A novel, poem or short story is a system of words that relies on relationships between them to function. And yet they are always read sequentially. We are taught to read by moving from one word to the next in an ordered way. We can possibly read a short sentence at once by glancing at it, but no more than that. So our ‘present’ corresponds to a short block of text, and poets can explicitly take advantage of this in the way they present their work on the page. Is a line of poetry equivalent to a present moment? And how does this relate to breathing? And music? When we listen to music we hear a phrase, the aural equivalent to a line of poetry. The phrase is there in our head, but it continuously gets superseded. If our perception of the present were any different, e.g. if it were shorter than it is, would poetry or music ‘work’ in the same way?

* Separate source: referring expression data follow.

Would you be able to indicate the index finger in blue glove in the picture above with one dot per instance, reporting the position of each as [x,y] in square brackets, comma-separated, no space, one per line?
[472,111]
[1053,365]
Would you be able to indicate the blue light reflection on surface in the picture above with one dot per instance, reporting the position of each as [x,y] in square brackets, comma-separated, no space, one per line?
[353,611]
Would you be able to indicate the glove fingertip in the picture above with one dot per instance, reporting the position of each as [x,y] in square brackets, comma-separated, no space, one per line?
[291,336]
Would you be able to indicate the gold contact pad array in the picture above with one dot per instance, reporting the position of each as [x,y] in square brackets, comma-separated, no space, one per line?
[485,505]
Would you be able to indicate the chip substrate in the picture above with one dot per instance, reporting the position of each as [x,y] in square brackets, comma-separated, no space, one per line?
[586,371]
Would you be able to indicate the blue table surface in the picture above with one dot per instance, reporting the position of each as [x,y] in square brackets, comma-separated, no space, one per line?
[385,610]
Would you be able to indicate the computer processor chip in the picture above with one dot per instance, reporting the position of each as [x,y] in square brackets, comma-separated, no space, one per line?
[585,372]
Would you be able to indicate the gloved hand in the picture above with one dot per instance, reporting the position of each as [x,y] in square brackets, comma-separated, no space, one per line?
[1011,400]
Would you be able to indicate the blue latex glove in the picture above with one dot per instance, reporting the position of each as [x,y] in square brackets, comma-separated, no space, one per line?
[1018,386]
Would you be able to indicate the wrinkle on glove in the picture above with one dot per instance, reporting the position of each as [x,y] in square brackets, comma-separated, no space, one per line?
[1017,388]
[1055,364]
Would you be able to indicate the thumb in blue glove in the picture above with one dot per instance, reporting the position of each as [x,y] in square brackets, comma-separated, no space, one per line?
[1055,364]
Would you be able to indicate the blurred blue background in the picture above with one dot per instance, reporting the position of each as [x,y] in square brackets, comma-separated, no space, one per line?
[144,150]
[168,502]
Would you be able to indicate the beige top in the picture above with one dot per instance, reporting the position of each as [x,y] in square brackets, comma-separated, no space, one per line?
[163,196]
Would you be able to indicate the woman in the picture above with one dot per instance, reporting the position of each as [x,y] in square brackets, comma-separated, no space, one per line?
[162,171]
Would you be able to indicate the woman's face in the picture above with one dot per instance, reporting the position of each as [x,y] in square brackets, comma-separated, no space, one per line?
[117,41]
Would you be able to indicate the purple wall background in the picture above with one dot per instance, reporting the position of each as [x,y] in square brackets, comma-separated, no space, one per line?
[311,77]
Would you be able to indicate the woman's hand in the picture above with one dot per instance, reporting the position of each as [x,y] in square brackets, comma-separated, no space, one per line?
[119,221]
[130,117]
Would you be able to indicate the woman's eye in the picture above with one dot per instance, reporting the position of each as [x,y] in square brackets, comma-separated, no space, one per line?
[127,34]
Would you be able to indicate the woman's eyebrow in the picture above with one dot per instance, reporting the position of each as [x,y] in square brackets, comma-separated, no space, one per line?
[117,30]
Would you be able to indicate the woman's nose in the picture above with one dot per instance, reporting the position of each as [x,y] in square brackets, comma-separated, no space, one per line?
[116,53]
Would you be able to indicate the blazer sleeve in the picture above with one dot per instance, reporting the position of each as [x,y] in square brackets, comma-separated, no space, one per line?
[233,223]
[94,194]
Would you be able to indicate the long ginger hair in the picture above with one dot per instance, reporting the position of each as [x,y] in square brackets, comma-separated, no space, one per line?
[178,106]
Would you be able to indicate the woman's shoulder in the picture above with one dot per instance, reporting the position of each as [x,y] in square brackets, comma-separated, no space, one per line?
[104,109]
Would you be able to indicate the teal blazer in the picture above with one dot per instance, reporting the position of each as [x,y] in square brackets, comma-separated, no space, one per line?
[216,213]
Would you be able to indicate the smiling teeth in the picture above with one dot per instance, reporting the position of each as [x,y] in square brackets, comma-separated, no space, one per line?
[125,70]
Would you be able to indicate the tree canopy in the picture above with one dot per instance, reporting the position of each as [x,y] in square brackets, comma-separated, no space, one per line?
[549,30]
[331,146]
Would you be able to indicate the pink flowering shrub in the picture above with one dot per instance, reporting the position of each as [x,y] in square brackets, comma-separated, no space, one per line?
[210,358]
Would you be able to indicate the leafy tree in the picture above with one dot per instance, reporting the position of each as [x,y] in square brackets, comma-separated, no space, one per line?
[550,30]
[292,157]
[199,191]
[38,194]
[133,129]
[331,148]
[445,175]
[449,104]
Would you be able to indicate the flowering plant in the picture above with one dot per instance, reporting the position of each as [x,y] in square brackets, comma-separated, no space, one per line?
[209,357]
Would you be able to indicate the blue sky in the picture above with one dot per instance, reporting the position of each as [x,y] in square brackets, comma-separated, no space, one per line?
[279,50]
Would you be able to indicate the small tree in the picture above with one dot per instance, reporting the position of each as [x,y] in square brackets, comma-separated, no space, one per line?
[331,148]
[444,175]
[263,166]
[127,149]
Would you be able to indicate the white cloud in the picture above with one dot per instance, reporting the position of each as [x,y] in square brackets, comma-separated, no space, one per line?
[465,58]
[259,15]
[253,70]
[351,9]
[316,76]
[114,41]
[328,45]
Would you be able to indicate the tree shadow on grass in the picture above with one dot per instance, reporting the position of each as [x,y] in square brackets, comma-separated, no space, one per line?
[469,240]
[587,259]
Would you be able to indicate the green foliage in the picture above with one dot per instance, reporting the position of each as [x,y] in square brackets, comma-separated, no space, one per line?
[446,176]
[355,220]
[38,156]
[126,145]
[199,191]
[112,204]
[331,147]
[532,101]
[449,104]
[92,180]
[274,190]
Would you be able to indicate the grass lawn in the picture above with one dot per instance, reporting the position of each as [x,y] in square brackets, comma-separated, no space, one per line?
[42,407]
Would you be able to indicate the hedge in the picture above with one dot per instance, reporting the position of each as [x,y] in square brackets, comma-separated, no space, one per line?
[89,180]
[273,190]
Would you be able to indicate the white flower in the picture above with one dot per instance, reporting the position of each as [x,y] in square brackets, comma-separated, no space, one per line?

The sequential nature of literature and music has a nice analogy in the structure of DNA, with its rows of neatly ordered bases. And yet, like literature or music, there is something in the ‘wholeness’ of DNA that is not present in its parts. Different genes may be responsible for different functions in the parent organism, but they affect each other, they don’t work independently of each other. A novel is like that too. Whilst we can only retain in our short term memory a small proportion of what we are reading when we read a novel, we also retain an overall structure. The sentences we read accumulate in our memory to create an impression of the overall work.
[1] I’ve referred to this play before, see my third blog. It’s being performed at the Edinburgh Royal Lyceum this April.